Toby Zinman's night job since 2006 is theater critic for the Inquirer where she reviews New York and London as well as Philadelphia. Her day job: Prize-winning prof at UArts, author of five books about modern and contemporary drama, and doer of scholarly deeds (winner of five NEH grants, Fulbright lecturer at Tel Aviv University, visiting professor in China). She was recently named by American Theatre magazine "one of the twelve most influential critics in America."

Wendy Rosenfield has written freelance features and theater reviews for The Inquirer since 2006. She was theater critic for the Philadelphia Weekly from 1995 to 2001, after which she enjoyed a five-year baby-raising sabbatical. She serves on the board of the American Theatre Critics Association, was a participant in the Bennington Writer's Workshop, a 2008 NEA/USC Fellow in Theater and Musical Theater, and twice was guest critic for the Kennedy Center American College Theater Festival's Region II National Critics Institute.

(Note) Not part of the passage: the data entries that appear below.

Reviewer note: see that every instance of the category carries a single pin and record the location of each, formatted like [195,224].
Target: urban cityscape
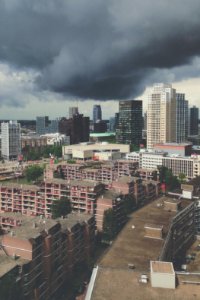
[99,150]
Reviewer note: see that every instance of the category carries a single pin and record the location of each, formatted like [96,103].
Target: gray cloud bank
[99,49]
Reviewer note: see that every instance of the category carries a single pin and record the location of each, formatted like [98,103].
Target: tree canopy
[110,227]
[33,172]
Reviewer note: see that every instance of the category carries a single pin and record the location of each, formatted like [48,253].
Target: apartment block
[105,172]
[46,251]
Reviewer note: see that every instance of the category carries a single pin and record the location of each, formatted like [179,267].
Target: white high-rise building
[10,140]
[181,118]
[73,110]
[161,115]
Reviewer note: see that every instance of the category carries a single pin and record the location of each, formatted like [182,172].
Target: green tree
[110,227]
[9,287]
[61,207]
[33,172]
[181,177]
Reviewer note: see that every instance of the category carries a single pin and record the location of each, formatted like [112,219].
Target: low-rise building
[46,251]
[85,151]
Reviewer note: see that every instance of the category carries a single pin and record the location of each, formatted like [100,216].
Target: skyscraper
[73,111]
[10,140]
[97,114]
[44,125]
[181,118]
[161,115]
[194,120]
[129,128]
[77,128]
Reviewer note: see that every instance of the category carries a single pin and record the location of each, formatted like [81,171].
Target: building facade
[161,115]
[194,120]
[129,127]
[77,128]
[181,118]
[10,140]
[73,111]
[97,113]
[44,125]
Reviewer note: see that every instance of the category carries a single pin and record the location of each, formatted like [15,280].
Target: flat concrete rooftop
[119,284]
[131,246]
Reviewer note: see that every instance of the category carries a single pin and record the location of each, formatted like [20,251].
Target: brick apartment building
[105,172]
[41,253]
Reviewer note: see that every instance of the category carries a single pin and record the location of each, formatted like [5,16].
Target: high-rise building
[181,118]
[77,128]
[44,125]
[194,120]
[161,115]
[129,128]
[97,114]
[73,111]
[10,140]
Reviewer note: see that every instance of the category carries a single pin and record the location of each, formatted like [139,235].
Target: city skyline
[50,56]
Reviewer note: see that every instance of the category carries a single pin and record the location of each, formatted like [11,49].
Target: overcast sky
[59,53]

She received her B.A. from Bennington College and her M.L.A. from the University of Pennsylvania. She also is a fiction writer, was proofreader to a swami, publications editor for the Women's International League for Peace and Freedom, and spends all her free time working out and driving people places. Follow her on Twitter @WendyRosenfield.

Jim Rutter has reviewed theater for The Inquirer since September, 2011. Since 2006, he covered dance, theater and opera for the Broad Street Review, and has also written for many suburban newspapers, including The Main Line Times. In 2009, the National Endowment for the Arts awarded him a Fellowship in Arts Journalism. Thames & Hudson released his updated and revised version of Ballet and Modern Dance in June, 2012. From 1998 to 2005, he taught philosophy and logic at Drexel, and then Widener University. He also coaches Olympic Weightlifting for Liberty Barbell, and has competed at the national level in that sport since 2001.

Merilyn Jackson regularly writes on dance for The Inquirer and other publications. She specializes in the arts, literature, food, travel, and Eastern European culture and politics. In 2001, she was dance critic in residence at the Festival of Contemporary Dance in Bytom, Poland; in 2005, she received an NEA Critics’ Fellowship to Duke University’s Institute for Dance Criticism. She likes to say that dance was her first love but that when she discovered writing she began to cheat on dance. Now that she writes about dance, she’s made an honest woman of herself, although she also writes poetry.